Seit der Formierung dieser rechten Bewegung, die zeitgleich mit der Eskalation in der Ukraine erstarkte, diskutiert auch die Linke über ihr Verhältnis zu diesem anscheinend „amorphen“ Phänomen, dessen wichtigste Protagonisten für sich in Anspruch nehmen, das leidige Lagerdenken zwischen Links und Recht überwunden zu haben – während sie, wie etwa Jürgen Elsässer, fleißig mit Rechten kooperieren.

Was tun mit den Verschwörungstheoretikern?

Es ist innerhalb dieser kontroversen innerlinken Debatte bezeichnend, dass ausgerechnet Exponenten der anscheinend „linken“ westdeutschen Flügel der Linkspartei sich für ein Engagement in dieser neurechten „Friedensbewegung“ aussprachen. Gemeinsam mit Diether Dehm, der in dem Lafontaine nahen Parteiflügel „Sozialistische Linke“ organisiert ist, hat der Linkspolitiker Wolfgang Gehrcke ein Schreiben fabriziert, in dem die Montagsdemonstrationen als Keim einer „neuen antirassistischen und emanzipatorischen Antikriegsbewegung“ bezeichnet werden.

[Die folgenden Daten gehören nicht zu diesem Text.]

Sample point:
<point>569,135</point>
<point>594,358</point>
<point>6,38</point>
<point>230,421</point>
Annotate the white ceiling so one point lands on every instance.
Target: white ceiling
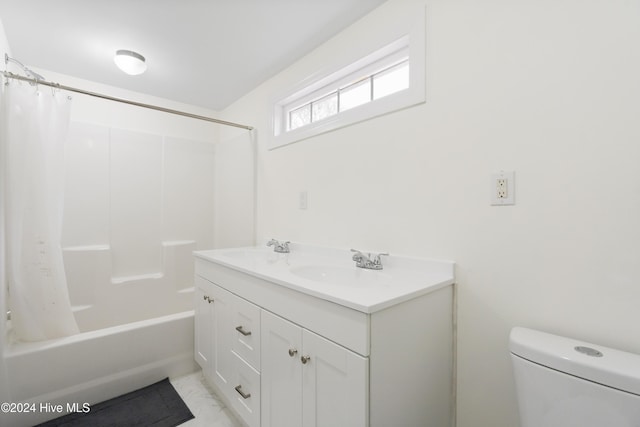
<point>207,53</point>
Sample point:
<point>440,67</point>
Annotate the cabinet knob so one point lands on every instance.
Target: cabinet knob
<point>244,395</point>
<point>242,331</point>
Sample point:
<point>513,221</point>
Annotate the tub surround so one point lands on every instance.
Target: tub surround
<point>286,338</point>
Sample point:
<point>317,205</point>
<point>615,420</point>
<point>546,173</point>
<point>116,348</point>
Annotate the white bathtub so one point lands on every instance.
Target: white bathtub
<point>94,366</point>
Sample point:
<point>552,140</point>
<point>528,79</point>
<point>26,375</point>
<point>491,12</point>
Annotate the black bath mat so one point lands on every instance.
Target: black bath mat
<point>157,405</point>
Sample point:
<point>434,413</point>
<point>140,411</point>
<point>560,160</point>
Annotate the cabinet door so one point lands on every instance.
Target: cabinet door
<point>203,324</point>
<point>281,372</point>
<point>335,385</point>
<point>223,337</point>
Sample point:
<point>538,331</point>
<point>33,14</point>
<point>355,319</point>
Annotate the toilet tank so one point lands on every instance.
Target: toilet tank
<point>562,382</point>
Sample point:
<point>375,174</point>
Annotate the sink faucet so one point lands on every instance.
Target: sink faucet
<point>281,247</point>
<point>369,261</point>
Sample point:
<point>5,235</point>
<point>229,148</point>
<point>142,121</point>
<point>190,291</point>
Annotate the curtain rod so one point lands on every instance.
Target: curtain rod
<point>37,81</point>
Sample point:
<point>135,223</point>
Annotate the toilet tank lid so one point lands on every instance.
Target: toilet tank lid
<point>606,366</point>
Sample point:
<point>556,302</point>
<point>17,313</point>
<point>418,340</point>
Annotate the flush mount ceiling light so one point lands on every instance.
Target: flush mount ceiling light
<point>130,62</point>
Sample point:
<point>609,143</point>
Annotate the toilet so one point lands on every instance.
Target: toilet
<point>563,382</point>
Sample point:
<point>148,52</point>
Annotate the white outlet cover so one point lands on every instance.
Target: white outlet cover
<point>510,199</point>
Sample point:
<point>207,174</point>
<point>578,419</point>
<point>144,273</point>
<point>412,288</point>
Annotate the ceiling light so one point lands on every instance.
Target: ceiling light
<point>130,62</point>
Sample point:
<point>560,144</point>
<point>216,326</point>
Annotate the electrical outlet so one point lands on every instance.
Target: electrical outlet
<point>502,188</point>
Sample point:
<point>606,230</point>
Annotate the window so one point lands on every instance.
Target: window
<point>388,79</point>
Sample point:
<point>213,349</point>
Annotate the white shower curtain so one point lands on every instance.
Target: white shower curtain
<point>35,126</point>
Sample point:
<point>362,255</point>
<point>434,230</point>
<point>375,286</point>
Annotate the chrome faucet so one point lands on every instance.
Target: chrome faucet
<point>370,261</point>
<point>281,247</point>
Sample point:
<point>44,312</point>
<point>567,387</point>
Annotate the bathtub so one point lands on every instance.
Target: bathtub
<point>97,365</point>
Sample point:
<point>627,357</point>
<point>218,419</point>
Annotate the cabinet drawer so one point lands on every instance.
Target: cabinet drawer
<point>246,341</point>
<point>246,392</point>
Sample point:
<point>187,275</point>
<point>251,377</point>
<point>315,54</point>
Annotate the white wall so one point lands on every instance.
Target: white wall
<point>549,89</point>
<point>4,393</point>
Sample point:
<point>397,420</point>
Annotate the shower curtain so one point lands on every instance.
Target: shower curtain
<point>35,126</point>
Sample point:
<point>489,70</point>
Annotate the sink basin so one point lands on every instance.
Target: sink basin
<point>339,275</point>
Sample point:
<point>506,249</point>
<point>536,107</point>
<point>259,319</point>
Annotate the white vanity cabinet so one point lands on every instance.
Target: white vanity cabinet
<point>284,355</point>
<point>227,347</point>
<point>308,380</point>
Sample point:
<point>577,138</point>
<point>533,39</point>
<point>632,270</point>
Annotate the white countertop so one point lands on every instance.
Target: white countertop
<point>330,274</point>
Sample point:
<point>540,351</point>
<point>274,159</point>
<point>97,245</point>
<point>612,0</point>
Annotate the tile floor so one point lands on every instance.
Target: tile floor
<point>203,403</point>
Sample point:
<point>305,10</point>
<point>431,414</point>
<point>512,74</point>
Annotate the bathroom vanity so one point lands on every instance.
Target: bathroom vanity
<point>306,338</point>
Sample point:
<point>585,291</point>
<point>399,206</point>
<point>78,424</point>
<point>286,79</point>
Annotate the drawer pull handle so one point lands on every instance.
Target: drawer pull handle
<point>239,390</point>
<point>242,331</point>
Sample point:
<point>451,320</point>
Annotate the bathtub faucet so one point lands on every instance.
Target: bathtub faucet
<point>369,261</point>
<point>281,247</point>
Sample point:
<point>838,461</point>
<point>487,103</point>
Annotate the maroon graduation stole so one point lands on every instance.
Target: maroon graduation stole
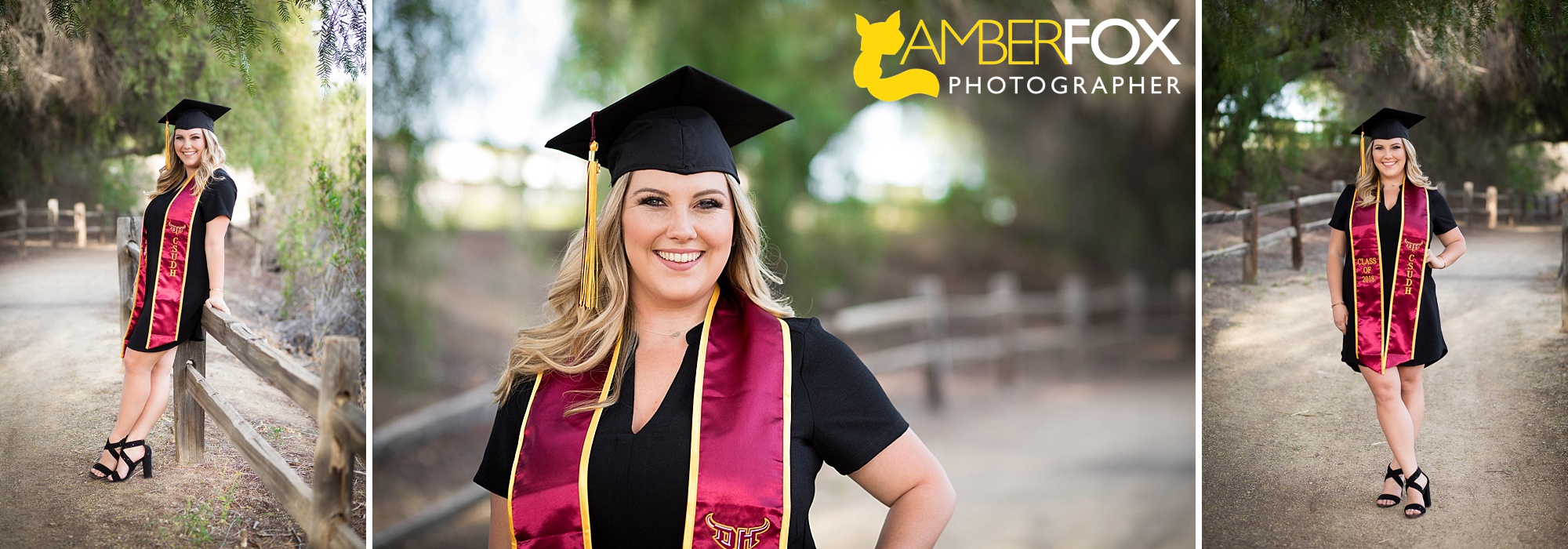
<point>1384,341</point>
<point>738,495</point>
<point>169,294</point>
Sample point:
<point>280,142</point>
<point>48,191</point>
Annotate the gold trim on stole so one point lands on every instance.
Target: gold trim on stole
<point>789,402</point>
<point>164,242</point>
<point>697,423</point>
<point>1421,283</point>
<point>512,482</point>
<point>1393,283</point>
<point>593,427</point>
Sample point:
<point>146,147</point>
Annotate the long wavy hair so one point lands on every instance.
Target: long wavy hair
<point>1368,183</point>
<point>576,340</point>
<point>212,158</point>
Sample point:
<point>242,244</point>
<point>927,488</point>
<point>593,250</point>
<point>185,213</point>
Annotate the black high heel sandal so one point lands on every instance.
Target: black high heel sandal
<point>114,451</point>
<point>1426,495</point>
<point>131,468</point>
<point>1385,501</point>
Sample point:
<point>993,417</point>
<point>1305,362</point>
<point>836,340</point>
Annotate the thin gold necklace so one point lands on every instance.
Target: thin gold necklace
<point>672,336</point>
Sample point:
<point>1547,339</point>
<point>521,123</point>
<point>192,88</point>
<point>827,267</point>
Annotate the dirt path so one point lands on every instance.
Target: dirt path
<point>60,382</point>
<point>1293,454</point>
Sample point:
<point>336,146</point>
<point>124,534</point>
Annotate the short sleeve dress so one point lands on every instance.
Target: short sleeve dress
<point>1429,332</point>
<point>214,203</point>
<point>637,484</point>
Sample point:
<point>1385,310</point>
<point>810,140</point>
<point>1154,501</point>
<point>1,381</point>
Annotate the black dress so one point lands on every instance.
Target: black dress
<point>1429,330</point>
<point>637,484</point>
<point>216,202</point>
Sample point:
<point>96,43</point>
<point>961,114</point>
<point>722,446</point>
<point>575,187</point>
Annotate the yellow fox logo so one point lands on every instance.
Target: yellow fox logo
<point>885,38</point>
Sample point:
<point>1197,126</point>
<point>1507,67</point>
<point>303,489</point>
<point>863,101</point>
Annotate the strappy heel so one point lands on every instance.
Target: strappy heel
<point>131,468</point>
<point>1426,495</point>
<point>114,451</point>
<point>1385,501</point>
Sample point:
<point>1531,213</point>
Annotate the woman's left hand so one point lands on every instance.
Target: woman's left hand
<point>216,300</point>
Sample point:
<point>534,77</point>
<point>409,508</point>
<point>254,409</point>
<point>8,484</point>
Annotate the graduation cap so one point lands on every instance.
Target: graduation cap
<point>187,115</point>
<point>1387,125</point>
<point>683,123</point>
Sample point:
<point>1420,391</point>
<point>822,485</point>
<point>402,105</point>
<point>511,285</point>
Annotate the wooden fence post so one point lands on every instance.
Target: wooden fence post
<point>335,462</point>
<point>1009,319</point>
<point>191,420</point>
<point>1134,304</point>
<point>1492,208</point>
<point>54,224</point>
<point>1183,288</point>
<point>1075,314</point>
<point>935,336</point>
<point>1296,222</point>
<point>1250,233</point>
<point>104,224</point>
<point>21,225</point>
<point>1470,205</point>
<point>79,220</point>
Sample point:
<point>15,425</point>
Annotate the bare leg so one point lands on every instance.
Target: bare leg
<point>1393,416</point>
<point>1415,398</point>
<point>158,402</point>
<point>1414,394</point>
<point>134,396</point>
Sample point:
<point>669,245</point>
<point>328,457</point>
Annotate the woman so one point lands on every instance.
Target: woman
<point>1385,300</point>
<point>603,437</point>
<point>183,238</point>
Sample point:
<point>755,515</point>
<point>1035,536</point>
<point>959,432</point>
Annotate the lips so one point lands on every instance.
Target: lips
<point>680,258</point>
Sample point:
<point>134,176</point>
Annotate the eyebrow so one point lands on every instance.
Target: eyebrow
<point>662,194</point>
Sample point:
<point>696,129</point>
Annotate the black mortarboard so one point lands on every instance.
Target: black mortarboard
<point>194,114</point>
<point>683,123</point>
<point>1388,125</point>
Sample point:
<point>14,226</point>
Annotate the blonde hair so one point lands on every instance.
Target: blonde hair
<point>212,158</point>
<point>1368,183</point>
<point>578,340</point>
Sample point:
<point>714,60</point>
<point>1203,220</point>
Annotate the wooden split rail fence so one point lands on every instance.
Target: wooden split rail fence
<point>324,507</point>
<point>1004,310</point>
<point>1467,213</point>
<point>82,224</point>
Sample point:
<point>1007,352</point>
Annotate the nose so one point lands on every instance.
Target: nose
<point>681,227</point>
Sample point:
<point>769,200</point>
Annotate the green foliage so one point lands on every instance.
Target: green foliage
<point>1489,75</point>
<point>418,46</point>
<point>200,522</point>
<point>322,242</point>
<point>236,31</point>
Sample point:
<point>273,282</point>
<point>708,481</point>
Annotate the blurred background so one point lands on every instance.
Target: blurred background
<point>1017,269</point>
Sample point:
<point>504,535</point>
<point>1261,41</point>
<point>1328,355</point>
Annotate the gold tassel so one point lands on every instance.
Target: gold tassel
<point>169,153</point>
<point>590,285</point>
<point>1363,155</point>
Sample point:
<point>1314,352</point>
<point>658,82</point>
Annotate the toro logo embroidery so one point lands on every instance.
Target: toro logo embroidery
<point>730,537</point>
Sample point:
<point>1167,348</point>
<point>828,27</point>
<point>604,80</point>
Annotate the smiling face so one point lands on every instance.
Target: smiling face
<point>1388,156</point>
<point>189,147</point>
<point>678,233</point>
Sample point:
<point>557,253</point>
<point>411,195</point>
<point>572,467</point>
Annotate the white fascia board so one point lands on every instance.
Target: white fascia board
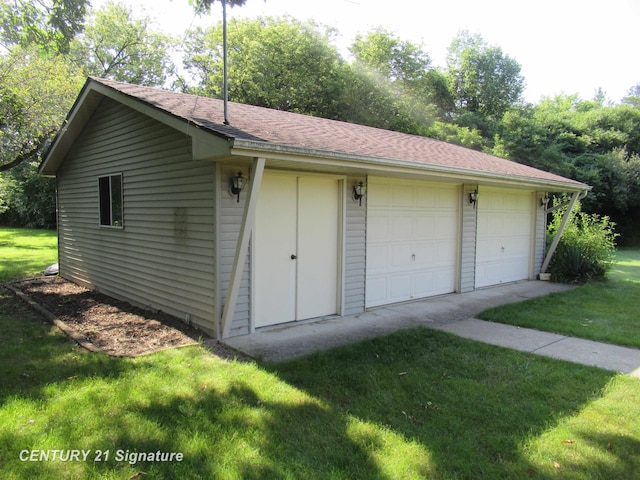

Kritik kam hingegen von den Realos in der Partei. Der thüringische Linksfraktionschef Bodo Ramelow verwies darauf, dass die neurechte „Antikriegsbewegung“ bereits eine Säuberungswelle erlebt habe, bei der unliebsame Elemente entfernt wurde: „In Erfurt wurden uns nahestehende Organisatoren und Piraten ausgeschlossen und Jürgen Elsässer eingeladen…“

Diese Ablehnung einer Teilnahme der Linkspartei an den Montagsdemonstrationen resultiert nicht unbedingt aus einer besonders ausgeprägten ideologiekritischen Haltung der Realos. Wahrscheinlicher ist es, dass diese „pragmatischen“ Kräfte bereits an der Koalitionsfähigkeit ihrer Partei bei den nächsten Bundestagswahlen arbeiten. Eine Kooperation mit einer dubiosen, von Verschwörungstheoretikern durchsetzten Bewegung stört diese Koalitionsbestrebungen nur.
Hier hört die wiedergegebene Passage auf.